対象的にフランカはナイフで針に糸を通すような繊細な一撃を繰り出す。
鎧の隙間を狙うものだ。
「ッッ!」
第一の分身が破られたのが予想以上に早かったらしい。
崩れた戦術を立て直すために距離を離そうとする。
「そうは行くか!フランカ!」
「わーってるわよ!」
なんやかんやで息のあった攻めをみせる。
畳み掛けるなら今が絶好の機会だ。
だが踏み出した瞬間に、ネーフィストは不敵な笑みを浮かべた。
「第二の分身」
ネーフィストの隣に先ほど同様に分身が現れた。
「何回やっても結果は見えてるぜ!」
先に気づいたのはフランカだった。
「危ないっ!」
カンッ!と金属音が鳴り響いた。
あと数秒でも気づくのが遅れていたらロイは胸を一突きされ、この世にはいなかったに違いない。
フランカが穂先にナイフを当てて軌道をずらしたのだ。
「た、助かったぜ……」
「さすがは狐人。
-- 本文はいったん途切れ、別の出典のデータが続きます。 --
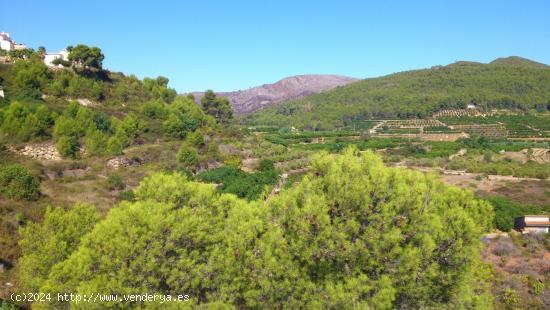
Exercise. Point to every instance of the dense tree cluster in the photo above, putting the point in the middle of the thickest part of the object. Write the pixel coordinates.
(218, 107)
(508, 83)
(351, 234)
(506, 211)
(30, 78)
(16, 182)
(245, 185)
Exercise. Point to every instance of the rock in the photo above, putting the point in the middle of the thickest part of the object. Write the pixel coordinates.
(122, 161)
(44, 151)
(246, 101)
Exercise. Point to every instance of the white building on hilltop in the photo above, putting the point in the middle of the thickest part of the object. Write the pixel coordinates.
(6, 43)
(50, 57)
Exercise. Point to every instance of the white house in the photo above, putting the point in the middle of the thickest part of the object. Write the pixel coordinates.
(50, 57)
(6, 43)
(532, 224)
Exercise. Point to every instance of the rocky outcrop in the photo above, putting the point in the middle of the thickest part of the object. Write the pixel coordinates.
(44, 151)
(252, 99)
(123, 161)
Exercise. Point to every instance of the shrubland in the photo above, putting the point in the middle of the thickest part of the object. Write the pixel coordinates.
(353, 231)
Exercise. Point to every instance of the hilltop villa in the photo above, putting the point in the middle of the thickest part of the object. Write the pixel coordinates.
(50, 57)
(7, 44)
(532, 224)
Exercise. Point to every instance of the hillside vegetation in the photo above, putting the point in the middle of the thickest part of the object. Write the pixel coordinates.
(511, 83)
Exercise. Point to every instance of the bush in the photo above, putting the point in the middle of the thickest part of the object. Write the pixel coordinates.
(115, 182)
(114, 146)
(154, 109)
(187, 156)
(503, 247)
(16, 182)
(67, 146)
(127, 195)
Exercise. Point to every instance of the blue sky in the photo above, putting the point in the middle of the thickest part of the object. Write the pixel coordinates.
(231, 45)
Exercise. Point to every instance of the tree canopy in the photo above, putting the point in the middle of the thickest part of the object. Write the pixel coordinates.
(351, 234)
(87, 58)
(218, 107)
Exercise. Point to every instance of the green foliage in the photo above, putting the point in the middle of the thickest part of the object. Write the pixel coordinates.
(24, 122)
(218, 107)
(415, 94)
(84, 57)
(506, 211)
(114, 146)
(187, 156)
(96, 143)
(28, 79)
(16, 182)
(357, 233)
(184, 117)
(115, 182)
(505, 166)
(159, 88)
(154, 109)
(235, 181)
(68, 146)
(45, 244)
気配を読み取ったか?」
後ろにもう一人、三人目のネーフィストがいた。
「だし惜しみしてたのか?」
「違う。試したのだ」
本心はどうか定かではないが、少なくともこの男から見栄を張っている様子はない。
前方には二人、後方に一人。
フランカと背中合わせに対峙する。
「俺が二人、そっちが一人だ」
「死んだらちゃんと供養してあげるから」
「縁起でもないこと言うんじゃねぇ!」
それを見て、ネーフィストは言う。
「戦場でさえその余裕か。さすがだな」
「あんたも試したり余裕そうに見えるけどな」
しばしの沈黙が訪れる。
風が鳴り、それぞれの髪が揺れる。
ロイの前にいる二人のネーフィストは全く同じ揺れ方で気味が悪い。
「俺らはこんなとこで立ち止まってる暇はないんだ。さっさとケリつけようぜ」
「悪いが要求には応じられない」
「そっちの了承なんかいらねぇぜ!」
ネーフィストめがけ駆ける。
敵は二人。
ならば数を減らすのが定石だ。
そうと決めたロイは右のネーフィストに狙いを定めた。
「焔壁(フランメヴァント!)」
左のネーフィストと右のネーフィストとの間に作り出す。
少しでも時間を稼ぐためだ。
長槍の穂先とソードブレイカーがぶつかり、快音が響く。
「ッッッ!!」
「……」
早くしなければ焔壁を使う魔力の減少、もう一人のネーフィストの襲来がある。
魔力がまだ残っていることを確認し、魔法を唱える。
「影刃!」
死角からの鋭利な一撃がネーフィストを襲う。
が、ネーフィストを守ろうと焔壁の端から現れたネーフィストが代わりに攻撃を受ける。
「面妖な魔法を使うな。闇属性か」
「その通り。これで一対一だ」
しかしそれでもネーフィストは余裕がなさそうには見えなかった。